FakeNewsNet¶
FakeNewsNet is a benchmark data repository for fake news research, combining news content with rich social context. News labels are annotated by professional fact-checkers from two platforms:
- PolitiFact: US political news; 361 fake + 361 real news items with ~159k users and ~271k sharing events (before bot filtering).
- GossipCop: Entertainment/celebrity news; 4,513 fake + 4,513 real news items with ~210k users and ~812k sharing events.
Each news item includes article text and social context: user posting and sharing events on Twitter, enabling both content-based and social-context-based detection experiments. The dataset is dynamic — social context accumulates over time.
Papers in this wiki that use FakeNewsNet¶
- Shu et al. (2019) — The Role of User Profiles for Fake News Detection
- Zhou et al. (2020) — SAFE: Similarity-Aware Multi-Modal Fake News Detection
- Zhou et al. (2020) — Fake News Early Detection: An Interdisciplinary Study (old-version: PolitiFact 240 articles, BuzzFeed 180 articles)

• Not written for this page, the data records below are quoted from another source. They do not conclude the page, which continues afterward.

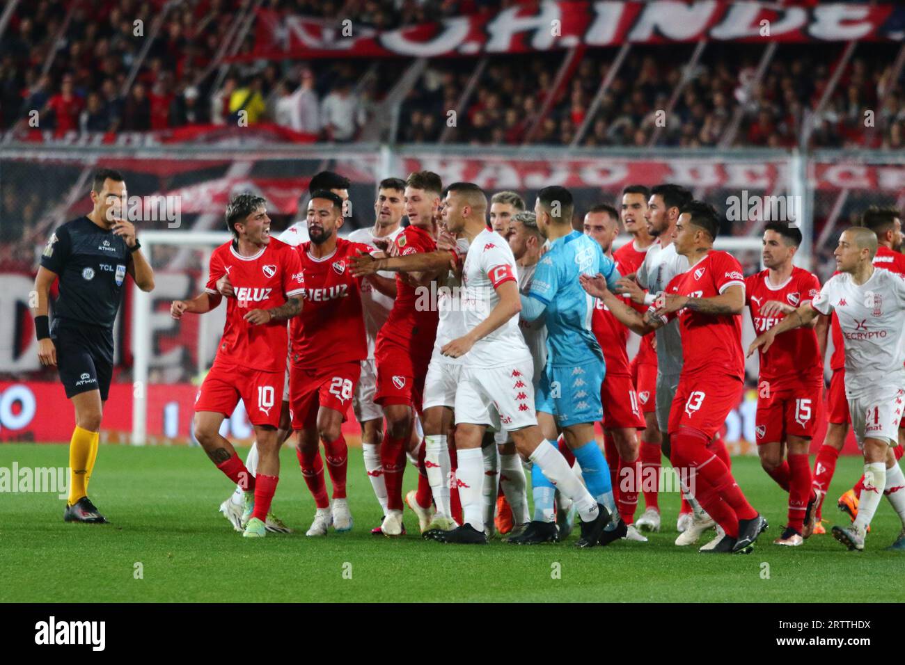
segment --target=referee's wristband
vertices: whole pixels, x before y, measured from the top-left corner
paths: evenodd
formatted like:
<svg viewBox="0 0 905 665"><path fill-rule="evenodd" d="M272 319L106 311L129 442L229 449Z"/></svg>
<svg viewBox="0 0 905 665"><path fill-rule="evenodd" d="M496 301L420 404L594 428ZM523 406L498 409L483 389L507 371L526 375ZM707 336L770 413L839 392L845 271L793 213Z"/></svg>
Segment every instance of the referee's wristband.
<svg viewBox="0 0 905 665"><path fill-rule="evenodd" d="M48 317L34 318L34 334L37 336L39 342L42 339L47 339L51 336L51 319Z"/></svg>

- A Heuristic-driven Uncertainty based Ensemble Framework for Fake News Detection in Tweets and News Articles — Ensemble of pre-trained language models evaluated on FakeNewsNet dataset; achieves F1=0.9156 by combining soft voting, Statistical Feature Fusion Network, and heuristic post-processing
Notes¶
Bot accounts constitute 14–21% of users depending on partition; Botometer is commonly applied to filter them before profile-based analysis. The dataset has a class-balanced design (equal fake and real news counts per platform), which simplifies evaluation but may not reflect real-world distributions.